If white people are afraid the police are going to catch them it’s because they’ve done something. I follow every single rule of the road, and anytime a cop car is anywhere around me I’m freaked out that he/she will pull me over. Why is that?
I’m a black man.
Now, before I get into what that means, I’ll just say it again. I’m a black man. It’s 2020 in America, and I am really not sure what Martin Luther King actually accomplished because I don’t see it right now. It’s been a long time since the peaceful march on Washington (oh, wait, that was this past week) and for some reason there needed to be another peaceful march on Washington. And many other places.
We look to martyrs like Martin and Malcolm and we say how much they did for the black community, but the black community is still struggling, not just with the poverty issue, but with perception. White folks will still look at me and move to the other side of the road. The “ghetto” is synonymous with black people, and talking “ghetto” is cool now in the white world, but when I speak like an educated man I’m seen as different.
I’m a black man. That doesn’t mean I’m uneducated, or less than. I’m equal to, and that’s what Black Lives Matter is all about. We are equal to, not less than, not more than, simply equal to. From slavery, to the 3/5ths compromise, to being denied the vote many places, to Jim Crow, and a slew of other slights, we have not been seen as equal for far too long. It’s time.
So people ask why now? Why George Floyd? Well, it’s not just George Floyd. He was just the latest (I’m sure while I’ve been writing this there have been more incidents). For far too long black people have sat back and said words will accomplish what rioting and peaceful marches did not, and here we are again, with the rioting and peaceful marches. But what change is going to come? Will we go back to being complacent if more affirmative action is put in place?

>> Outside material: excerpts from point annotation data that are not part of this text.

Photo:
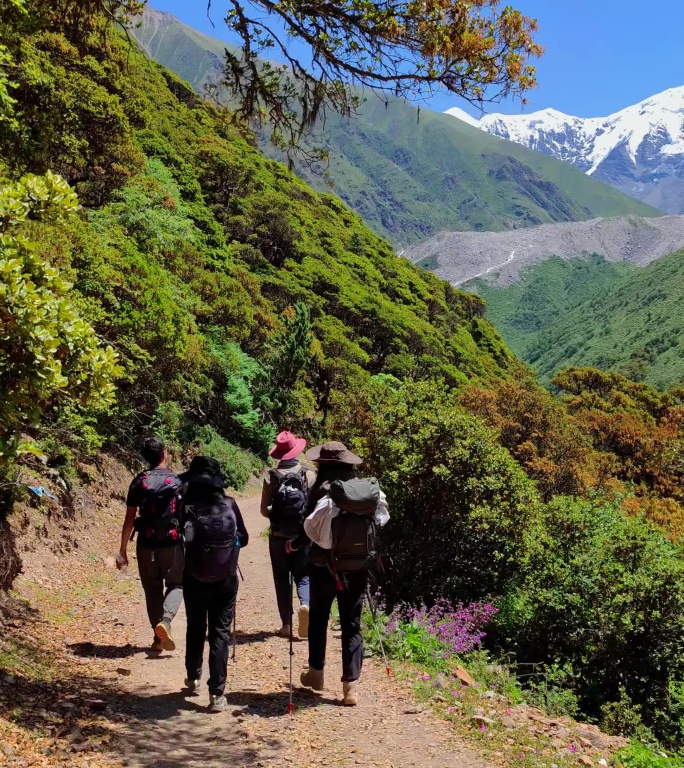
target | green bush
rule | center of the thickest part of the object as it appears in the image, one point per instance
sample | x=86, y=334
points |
x=237, y=466
x=460, y=505
x=603, y=593
x=48, y=353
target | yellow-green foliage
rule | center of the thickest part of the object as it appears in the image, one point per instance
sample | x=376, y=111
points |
x=191, y=242
x=48, y=353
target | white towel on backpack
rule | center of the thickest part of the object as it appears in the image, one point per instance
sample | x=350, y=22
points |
x=318, y=525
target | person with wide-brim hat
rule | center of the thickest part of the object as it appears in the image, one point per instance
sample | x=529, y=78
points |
x=334, y=462
x=284, y=501
x=214, y=534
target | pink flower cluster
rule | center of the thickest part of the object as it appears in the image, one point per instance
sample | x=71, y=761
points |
x=458, y=629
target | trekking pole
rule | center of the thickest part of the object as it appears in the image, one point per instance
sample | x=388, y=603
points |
x=374, y=616
x=233, y=657
x=290, y=706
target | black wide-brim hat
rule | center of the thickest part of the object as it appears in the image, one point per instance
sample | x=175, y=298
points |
x=205, y=472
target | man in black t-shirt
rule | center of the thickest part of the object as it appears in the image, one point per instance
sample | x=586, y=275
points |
x=152, y=509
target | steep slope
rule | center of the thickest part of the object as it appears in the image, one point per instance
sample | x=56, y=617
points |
x=639, y=150
x=410, y=175
x=236, y=297
x=498, y=257
x=544, y=292
x=589, y=312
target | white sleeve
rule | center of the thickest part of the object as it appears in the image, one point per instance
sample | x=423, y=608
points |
x=318, y=525
x=382, y=511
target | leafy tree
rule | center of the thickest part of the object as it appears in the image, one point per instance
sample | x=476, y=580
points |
x=48, y=353
x=399, y=49
x=604, y=593
x=460, y=504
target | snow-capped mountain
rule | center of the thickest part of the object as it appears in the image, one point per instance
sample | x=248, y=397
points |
x=639, y=150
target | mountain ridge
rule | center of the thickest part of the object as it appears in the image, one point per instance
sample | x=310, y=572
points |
x=498, y=257
x=411, y=175
x=638, y=150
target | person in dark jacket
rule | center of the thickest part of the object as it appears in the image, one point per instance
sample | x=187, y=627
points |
x=286, y=565
x=334, y=462
x=214, y=534
x=160, y=559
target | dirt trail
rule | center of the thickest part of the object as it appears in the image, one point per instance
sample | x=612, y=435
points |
x=157, y=726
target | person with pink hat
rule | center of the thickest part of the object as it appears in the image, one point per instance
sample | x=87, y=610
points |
x=284, y=501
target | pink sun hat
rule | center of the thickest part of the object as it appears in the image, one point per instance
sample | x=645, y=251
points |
x=288, y=446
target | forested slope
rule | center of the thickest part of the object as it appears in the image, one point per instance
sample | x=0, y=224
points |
x=238, y=299
x=591, y=312
x=216, y=298
x=409, y=174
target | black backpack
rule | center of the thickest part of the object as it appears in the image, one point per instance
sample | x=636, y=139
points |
x=290, y=500
x=159, y=522
x=353, y=530
x=210, y=554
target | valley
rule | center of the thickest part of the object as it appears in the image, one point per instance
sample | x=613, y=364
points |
x=499, y=257
x=410, y=174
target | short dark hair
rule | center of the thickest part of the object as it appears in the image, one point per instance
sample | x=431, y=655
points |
x=153, y=451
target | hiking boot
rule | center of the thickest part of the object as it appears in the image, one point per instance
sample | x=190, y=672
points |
x=217, y=703
x=312, y=678
x=303, y=628
x=284, y=631
x=163, y=633
x=351, y=693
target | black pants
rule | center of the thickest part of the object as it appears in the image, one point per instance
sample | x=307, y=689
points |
x=211, y=604
x=283, y=564
x=350, y=604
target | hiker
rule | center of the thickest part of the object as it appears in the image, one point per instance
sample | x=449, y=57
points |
x=341, y=529
x=284, y=501
x=213, y=528
x=154, y=496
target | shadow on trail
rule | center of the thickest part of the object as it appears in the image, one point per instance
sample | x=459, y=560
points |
x=253, y=637
x=90, y=650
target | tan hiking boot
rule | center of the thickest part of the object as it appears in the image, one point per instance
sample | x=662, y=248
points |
x=163, y=634
x=303, y=628
x=312, y=678
x=351, y=693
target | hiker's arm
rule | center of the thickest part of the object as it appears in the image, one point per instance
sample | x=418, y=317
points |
x=299, y=542
x=241, y=530
x=126, y=532
x=266, y=497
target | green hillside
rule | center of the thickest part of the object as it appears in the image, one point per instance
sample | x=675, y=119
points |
x=236, y=297
x=589, y=312
x=410, y=177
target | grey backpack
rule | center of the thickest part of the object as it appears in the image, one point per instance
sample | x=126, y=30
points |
x=353, y=530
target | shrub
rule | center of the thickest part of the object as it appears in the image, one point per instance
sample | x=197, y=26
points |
x=604, y=593
x=439, y=633
x=48, y=353
x=237, y=466
x=460, y=504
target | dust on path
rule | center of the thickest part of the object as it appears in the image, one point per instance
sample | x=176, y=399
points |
x=157, y=726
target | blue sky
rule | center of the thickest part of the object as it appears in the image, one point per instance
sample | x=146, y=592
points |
x=601, y=55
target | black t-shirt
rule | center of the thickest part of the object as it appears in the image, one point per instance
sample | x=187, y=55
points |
x=136, y=493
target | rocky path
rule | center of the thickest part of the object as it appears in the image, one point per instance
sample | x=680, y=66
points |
x=169, y=730
x=110, y=703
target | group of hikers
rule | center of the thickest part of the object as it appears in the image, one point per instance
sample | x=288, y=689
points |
x=321, y=540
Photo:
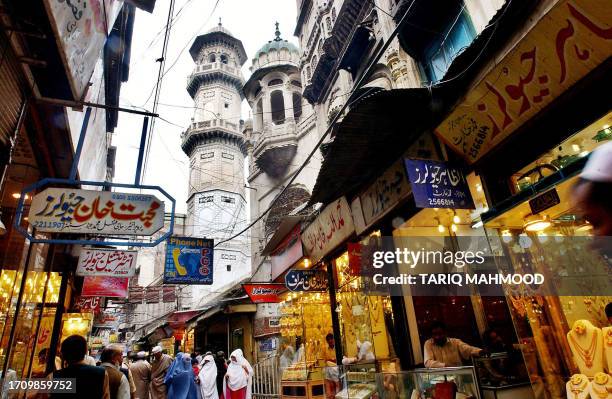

Is there a point where it will ever be enough?
Many people point to the fact that America has had a black president as some sign of change, but just that they say, “But Barack was black” means they still think in these diametrically opposed categorizations. We need to remember that equal doesn’t mean one token here and there. It means representation is the same, that respect is the same, that one plus one equals two, not one and three-fifths.
So, yes, black lives matter. We’re here. We have value. Don’t tread on us. It’s not enough to sit back and stay silent, worried you’ll say the wrong thing. If you support equality, then you need to speak up, to do something that shows this. Sitting in glass houses will get you nowhere once the stones are thrown.